Earlier in this series I mentioned the cache effect of multiple writers. Well, I was digging around some audited TPC-C full disclosure reports and noticed the practice of setting db_block_checksum=FALSE. This jarred my memory to the fact that since Oracle9i, DBWR has in fact been peeking at block contents by default. Let me explain. There was a day when DBWR’s accesses to memory differed significantly from that of foreground processes. Those days were pre-Oracle9i and in those releases DBWR didn’t peek at the contents of buffers. Instead, DBWR’s work consisted of figuring out what to write, writing it and performing the necessary housekeeping so that the written buffer would have the correct state. To that end, DBWR processes manipulated much more SGA metadata than did foreground processes. While that is still true to a large degree, Oracle9i changed that situation because DBWR now peeks at buffer contents.
With Oracle9i and later releases, DBWR processes peek at the contents of the buffers to calculate the block checksum and then store the value in the block itself. When re-read, the checksum is calculated by the reading process to ensure the block hadn’t been corrupted after it was flushed from the SGA. Now don’t get me wrong, these buffer reads are nowhere as data intensive as what foreground processes do for a living. Consider, for instance, a block of data manipulated by a foreground process servicing a payroll application. The foreground process exercises myriads of code that DBWR never would (SQL, transaction layer, etc), touches shared resources DBWR never would (shared pool, redo, etc) and most importantly, manipulates the row pieces in the block. When DBWR flushes the buffer with block check summing, it will peek at the contents of the block which will require the memory be installed into DBWR’s processor cache. That wasn’t the case “in the old days.” DBWR used to only manipulate metadata.
With db_block_checksum=FALSE, DBWR doesn’t peek at the contents of the block.

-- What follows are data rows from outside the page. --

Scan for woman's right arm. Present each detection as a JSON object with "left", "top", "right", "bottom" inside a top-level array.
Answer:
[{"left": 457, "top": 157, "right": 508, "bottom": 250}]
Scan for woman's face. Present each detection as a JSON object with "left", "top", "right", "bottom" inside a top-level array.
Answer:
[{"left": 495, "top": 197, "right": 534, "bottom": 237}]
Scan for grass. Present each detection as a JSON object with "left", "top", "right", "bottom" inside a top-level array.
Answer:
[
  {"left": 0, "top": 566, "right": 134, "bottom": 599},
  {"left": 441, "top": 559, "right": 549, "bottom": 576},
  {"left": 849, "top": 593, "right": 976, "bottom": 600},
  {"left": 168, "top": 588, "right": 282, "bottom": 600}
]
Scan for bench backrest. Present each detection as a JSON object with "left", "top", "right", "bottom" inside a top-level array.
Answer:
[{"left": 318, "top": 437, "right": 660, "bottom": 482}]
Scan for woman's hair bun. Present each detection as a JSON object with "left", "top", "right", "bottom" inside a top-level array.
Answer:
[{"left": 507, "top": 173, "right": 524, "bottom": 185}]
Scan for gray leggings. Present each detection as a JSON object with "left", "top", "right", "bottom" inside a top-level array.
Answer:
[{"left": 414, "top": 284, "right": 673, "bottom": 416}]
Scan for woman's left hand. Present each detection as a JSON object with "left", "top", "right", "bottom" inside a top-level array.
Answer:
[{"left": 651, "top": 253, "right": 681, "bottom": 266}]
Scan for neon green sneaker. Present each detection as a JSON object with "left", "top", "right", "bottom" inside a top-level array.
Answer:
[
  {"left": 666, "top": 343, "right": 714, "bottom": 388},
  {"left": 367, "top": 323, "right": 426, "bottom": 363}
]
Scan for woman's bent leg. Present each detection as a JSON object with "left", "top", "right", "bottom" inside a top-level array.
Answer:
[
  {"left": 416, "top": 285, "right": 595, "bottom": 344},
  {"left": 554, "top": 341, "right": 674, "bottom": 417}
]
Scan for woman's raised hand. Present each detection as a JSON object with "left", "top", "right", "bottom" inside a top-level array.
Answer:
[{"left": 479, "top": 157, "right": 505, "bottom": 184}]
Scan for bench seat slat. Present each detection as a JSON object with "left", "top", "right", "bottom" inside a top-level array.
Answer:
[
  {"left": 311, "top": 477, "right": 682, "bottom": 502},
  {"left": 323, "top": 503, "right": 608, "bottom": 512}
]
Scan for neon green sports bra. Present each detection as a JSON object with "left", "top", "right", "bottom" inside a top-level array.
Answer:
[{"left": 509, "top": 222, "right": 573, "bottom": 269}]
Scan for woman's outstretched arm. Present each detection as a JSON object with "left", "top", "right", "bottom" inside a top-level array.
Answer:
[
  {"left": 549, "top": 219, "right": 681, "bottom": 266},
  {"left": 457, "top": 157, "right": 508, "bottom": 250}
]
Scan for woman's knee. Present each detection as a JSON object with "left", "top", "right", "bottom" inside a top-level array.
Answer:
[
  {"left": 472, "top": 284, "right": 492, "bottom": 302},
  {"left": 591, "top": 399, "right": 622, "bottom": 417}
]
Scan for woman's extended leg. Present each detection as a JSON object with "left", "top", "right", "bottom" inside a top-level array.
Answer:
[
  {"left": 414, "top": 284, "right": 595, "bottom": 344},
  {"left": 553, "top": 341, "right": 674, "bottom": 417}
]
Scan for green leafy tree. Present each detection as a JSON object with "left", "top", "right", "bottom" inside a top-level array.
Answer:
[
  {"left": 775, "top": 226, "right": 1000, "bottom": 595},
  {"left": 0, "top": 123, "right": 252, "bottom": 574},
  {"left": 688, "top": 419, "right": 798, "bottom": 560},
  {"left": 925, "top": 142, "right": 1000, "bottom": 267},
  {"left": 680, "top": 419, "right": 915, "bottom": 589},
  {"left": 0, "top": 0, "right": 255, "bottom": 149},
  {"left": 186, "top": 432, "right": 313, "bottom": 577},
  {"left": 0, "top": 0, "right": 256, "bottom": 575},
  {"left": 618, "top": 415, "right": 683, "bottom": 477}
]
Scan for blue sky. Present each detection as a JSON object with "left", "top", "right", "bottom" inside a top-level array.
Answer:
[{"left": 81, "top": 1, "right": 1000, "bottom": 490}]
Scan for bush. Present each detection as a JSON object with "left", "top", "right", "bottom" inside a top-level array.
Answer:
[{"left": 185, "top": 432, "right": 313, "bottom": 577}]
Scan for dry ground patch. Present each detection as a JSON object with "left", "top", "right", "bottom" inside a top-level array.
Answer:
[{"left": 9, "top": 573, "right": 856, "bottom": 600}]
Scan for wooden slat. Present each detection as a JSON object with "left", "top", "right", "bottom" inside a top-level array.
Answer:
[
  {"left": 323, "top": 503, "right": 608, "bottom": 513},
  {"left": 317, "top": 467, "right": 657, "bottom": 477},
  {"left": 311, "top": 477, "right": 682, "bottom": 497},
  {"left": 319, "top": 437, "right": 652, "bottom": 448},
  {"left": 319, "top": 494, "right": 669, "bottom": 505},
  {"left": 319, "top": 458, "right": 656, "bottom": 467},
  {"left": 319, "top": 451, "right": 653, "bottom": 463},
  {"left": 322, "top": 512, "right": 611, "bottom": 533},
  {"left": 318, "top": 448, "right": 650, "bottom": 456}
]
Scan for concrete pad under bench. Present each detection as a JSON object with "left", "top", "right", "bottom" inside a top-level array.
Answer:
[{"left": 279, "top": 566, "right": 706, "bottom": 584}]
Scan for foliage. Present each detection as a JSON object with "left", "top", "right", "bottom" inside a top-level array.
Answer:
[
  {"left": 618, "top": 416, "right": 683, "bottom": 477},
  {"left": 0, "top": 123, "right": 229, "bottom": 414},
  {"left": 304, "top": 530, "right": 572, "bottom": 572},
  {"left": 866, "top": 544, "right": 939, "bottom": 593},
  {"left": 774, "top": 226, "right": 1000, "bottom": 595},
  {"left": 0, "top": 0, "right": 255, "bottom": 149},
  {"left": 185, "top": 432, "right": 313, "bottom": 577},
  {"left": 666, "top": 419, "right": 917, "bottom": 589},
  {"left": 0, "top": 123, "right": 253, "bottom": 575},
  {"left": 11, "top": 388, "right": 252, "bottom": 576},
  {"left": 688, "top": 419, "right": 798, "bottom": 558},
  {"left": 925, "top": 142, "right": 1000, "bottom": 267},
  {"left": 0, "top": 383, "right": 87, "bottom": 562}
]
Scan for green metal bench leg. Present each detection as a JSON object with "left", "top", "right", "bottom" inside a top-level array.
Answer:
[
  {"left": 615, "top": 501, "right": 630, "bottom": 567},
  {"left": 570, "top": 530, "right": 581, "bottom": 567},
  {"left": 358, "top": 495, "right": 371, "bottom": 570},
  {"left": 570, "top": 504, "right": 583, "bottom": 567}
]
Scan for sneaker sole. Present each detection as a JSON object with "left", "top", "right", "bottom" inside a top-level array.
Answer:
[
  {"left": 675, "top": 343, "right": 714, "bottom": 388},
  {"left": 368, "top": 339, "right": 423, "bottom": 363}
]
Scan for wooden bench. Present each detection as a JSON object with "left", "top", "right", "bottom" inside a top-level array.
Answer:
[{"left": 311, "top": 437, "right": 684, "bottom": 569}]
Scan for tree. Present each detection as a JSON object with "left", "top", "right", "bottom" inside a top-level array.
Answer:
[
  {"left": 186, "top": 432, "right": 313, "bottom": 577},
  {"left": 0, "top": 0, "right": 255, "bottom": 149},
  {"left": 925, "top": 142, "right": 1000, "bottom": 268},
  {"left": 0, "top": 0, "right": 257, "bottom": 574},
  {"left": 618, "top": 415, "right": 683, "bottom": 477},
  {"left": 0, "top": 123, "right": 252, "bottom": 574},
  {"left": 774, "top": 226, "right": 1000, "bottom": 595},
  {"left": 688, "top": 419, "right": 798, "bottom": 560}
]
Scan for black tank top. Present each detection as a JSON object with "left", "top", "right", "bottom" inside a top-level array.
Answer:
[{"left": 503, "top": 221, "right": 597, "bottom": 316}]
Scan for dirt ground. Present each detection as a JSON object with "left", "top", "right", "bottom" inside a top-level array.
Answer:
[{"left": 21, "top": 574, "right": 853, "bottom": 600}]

When DBWR simply writes a buffer (without peeking into it), the contents of that buffer do not get installed into the processor cache. The page is in DBWR’s address space, but that is not the same as a memory access. Don’t get me wrong, I’m not saying db_block_checksum=TRUE is miserably expensive, because I haven’t tested the difference on modern systems so it I don’t know. To be honest, I wouldn’t run a database without it because it sure seems like good insurance. I would think systems with really large processor caches would see the most performance hit, but that would just be my best guess. After all, most commodity systems have small processor caches that are simply overwhelmed long before any of these concepts come into play. As for huge systems, well, I’ve been unfortunate to have been out of that space for a few years. It’s good to have friends, so I’ll quote the comment my old buddy Glenn Fawcett made on Part I of this series:
I agree… One DBWR process per cpu is not sage advice.
On large NUMA based servers, such as the Sun E25K, Oracle will by *default* create one dbwr process per system board. This allows the DBWR process to search LRUs out of local memory which is very efficient… Kevin could explain the benefits of this far better than I could.
The best advice I could give on “db_writer_processes” is don’t set it AT ALL. Let Oracle figure out the best setting.
Glenn knows really big systems due to his role in Sun’s SAE and other roles.
I think all this was my long-winded way to say that it is good to dive into DBWR topics, but it is best to remember that things like db_block_checksum defaults change from time to time. Further, there should be no panic over having multiple writers and finally, mistakes happen.